Que devient le mythe de Faust dans notre société productrice de marchandises, à la division sociale du travail si raffinée ? La société totalitaire marchande fait du savoir un pouvoir et une solitude. Une personne porteuse de savoir peut-elle découvrir un lieu, un territoire, où l’usage de son savoir ne s’achève ni en amertume ni en corruption ? Nous tisserons trois trames de Faust, celles de Kacim Nissim Yildirim, docteur en neurologie, celle de Marguerite Martin, biologiste généticienne, et celle de Theodor Zingg, compositeur, chef d’orchestre. Nés dans les années 70, ils ont aujourd’hui la quarantaine.

Dans le mythe, le Pacte permet à Faust de devenir tout ce qu’il n’est pas. Nous le renverserons, puisqu’au contraire le capital faustien nous somme (sommer) de ne rester que ce que nous sommes (être). “Deviens toi-même” n’est pas seulement une publicité pour l’Armée de terre française, c’est aussi la meilleure voie vers la subordination. “Tiens-TOI tranquille”, slogan universel sécuritaire des gouvernements des peuples et de soi.

Nous manquons de démons, ces autres-de-nous. Ou ils nous manquent. Les temps en sont presque vides. Les Idoles sont partout, et la guerre est entre leurs grimaces, les peaux humaines crèvent. Dans leurs plis, l’insoutenable silence des Démons. Le nôtre n’est pas Méphistophélès, c’est Baal, Seigneur des mouches. Il est ce que nous logeons en nous sans le savoir. On peut l’appeler une voix, un daïmon, un fou, un inconscient, un diable, une émotion... ou Belzébuth, le mauvais ange, le bon mouvement de l’intranquillité de soi. Loïc Nebreda − notre facteur de masques – travaille à fabriquer ses multiples “visages”, ainsi que ceux de certaines figures, parmi les dizaines − sociales ou allégoriques − qui graviteront autour de nos trois “Faust” : une soeur, un soldat, le Marquis de ZAD, une vache, Le Mendiant Cloche, La Glaneuse, l’Allégresse, des chimères...

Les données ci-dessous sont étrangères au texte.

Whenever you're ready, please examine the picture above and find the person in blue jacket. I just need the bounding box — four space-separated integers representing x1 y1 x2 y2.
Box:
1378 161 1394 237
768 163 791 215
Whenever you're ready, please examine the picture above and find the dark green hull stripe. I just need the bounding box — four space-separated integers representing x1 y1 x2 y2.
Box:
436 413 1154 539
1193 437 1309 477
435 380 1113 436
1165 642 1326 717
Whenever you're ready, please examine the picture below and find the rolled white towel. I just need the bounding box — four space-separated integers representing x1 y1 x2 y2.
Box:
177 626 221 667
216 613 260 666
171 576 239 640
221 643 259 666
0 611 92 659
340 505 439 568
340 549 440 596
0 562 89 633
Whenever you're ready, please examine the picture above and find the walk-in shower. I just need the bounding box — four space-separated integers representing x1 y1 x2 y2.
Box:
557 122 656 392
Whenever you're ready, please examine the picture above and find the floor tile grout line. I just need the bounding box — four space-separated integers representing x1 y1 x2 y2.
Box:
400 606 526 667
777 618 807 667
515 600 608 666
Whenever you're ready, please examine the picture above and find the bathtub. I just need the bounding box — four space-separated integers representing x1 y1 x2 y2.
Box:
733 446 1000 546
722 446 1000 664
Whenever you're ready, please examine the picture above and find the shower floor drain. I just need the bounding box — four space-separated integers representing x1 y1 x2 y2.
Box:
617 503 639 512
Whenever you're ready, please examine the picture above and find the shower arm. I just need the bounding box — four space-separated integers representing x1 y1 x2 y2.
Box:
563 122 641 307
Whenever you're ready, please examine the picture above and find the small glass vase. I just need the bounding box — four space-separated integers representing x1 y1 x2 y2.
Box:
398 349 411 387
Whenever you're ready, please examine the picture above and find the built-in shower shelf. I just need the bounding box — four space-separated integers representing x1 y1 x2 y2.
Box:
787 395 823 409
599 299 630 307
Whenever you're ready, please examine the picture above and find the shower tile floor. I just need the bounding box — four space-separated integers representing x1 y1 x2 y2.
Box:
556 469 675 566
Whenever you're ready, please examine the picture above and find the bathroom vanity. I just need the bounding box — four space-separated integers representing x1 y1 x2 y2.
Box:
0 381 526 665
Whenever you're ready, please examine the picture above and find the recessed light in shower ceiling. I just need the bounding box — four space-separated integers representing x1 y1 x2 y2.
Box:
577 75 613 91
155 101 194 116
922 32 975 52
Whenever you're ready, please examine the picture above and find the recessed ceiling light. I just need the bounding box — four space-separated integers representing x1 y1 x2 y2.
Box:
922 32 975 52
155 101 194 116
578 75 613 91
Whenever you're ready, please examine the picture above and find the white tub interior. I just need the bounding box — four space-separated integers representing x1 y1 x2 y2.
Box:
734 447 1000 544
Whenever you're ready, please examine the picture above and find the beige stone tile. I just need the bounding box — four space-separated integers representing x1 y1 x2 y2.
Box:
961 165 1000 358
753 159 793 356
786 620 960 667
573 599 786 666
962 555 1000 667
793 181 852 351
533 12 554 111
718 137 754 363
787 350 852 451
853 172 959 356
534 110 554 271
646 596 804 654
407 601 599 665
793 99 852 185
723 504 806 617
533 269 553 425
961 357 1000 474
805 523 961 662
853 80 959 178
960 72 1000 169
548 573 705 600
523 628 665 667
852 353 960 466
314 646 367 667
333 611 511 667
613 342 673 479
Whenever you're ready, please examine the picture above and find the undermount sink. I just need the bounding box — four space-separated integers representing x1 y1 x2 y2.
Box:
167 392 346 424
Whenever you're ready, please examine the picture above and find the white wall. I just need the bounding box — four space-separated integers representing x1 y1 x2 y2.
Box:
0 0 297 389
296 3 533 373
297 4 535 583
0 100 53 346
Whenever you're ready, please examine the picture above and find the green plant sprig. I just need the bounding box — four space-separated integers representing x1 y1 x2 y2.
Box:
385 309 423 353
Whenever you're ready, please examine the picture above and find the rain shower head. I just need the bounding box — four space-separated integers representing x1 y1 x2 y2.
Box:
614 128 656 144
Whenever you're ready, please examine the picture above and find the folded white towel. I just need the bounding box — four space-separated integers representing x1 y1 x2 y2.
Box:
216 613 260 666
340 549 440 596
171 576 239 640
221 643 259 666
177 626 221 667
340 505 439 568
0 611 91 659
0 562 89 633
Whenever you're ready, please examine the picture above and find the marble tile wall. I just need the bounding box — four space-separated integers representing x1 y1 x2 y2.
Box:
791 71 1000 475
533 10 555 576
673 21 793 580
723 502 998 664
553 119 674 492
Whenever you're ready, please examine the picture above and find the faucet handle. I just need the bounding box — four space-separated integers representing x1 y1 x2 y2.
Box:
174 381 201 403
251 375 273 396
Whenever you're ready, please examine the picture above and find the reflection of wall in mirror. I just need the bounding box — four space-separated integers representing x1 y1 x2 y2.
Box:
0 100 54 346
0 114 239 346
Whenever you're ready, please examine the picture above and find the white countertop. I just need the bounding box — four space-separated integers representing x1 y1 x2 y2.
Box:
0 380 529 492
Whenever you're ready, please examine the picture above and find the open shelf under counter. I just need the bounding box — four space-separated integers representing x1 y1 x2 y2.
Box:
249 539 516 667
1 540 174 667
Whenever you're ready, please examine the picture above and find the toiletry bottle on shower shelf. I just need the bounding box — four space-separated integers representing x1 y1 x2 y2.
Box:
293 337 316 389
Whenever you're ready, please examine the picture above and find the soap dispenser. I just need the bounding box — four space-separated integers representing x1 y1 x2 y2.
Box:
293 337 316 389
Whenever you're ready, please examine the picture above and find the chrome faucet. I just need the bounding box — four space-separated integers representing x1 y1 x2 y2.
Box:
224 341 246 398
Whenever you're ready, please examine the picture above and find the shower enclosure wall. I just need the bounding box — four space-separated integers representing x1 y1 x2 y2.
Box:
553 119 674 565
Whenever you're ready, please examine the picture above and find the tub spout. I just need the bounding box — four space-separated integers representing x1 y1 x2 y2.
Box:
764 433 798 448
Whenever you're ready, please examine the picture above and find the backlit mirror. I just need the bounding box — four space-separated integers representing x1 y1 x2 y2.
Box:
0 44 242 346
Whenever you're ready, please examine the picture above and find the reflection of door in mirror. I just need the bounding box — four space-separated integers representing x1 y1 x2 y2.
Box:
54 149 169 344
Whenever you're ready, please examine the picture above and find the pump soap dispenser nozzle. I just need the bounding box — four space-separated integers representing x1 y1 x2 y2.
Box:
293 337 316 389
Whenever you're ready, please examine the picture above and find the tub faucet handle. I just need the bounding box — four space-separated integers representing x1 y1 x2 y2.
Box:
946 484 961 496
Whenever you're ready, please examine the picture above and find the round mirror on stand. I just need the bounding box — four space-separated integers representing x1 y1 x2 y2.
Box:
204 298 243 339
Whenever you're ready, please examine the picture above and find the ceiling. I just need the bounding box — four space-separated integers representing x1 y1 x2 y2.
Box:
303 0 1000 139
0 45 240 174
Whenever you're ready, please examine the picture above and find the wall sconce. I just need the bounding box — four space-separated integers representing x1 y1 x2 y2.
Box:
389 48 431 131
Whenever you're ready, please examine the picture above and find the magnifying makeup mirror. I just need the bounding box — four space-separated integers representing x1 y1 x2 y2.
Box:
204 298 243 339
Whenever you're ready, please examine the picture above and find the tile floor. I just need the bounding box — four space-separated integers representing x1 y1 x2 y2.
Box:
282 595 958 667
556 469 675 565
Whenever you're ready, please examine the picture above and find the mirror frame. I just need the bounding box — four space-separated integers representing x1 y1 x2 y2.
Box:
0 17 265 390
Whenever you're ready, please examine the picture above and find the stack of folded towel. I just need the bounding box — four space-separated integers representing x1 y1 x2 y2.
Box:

Pourquoi une époque où la rationalité scientifique peut éclairer les ombres qui étaient sources de mythes est-elle incapable de procéder à leur désactivation ? Pourquoi les Idoles produites jadis en réponse à l’incompréhension des phénomènes naturels, une fois ceux-ci déchiffrés, ne retournent-elles pas au Néant d’où la peur 6 les avaient tirées ? Pourquoi les voit-on être réactivées, non plus dans la sphère de la nature mais dans la sphère sociale – entre les individus mêmes − et politique ? Nous pensons que notre théâtre, s’il veut être de son temps, doit ferrailler avec ces questions. Et participer autant qu’il peut (sans se tromper lui-même : que peut un théâtre ?) à la nécessité historique d’une bifurcation. Il s’agit peut-être d’écrire un Faust contre son propre mythe, un AntiFaust.

D’entrer dans la danse, et que l’invitation de nos Démons sur les planches devienne une excitation au voyage.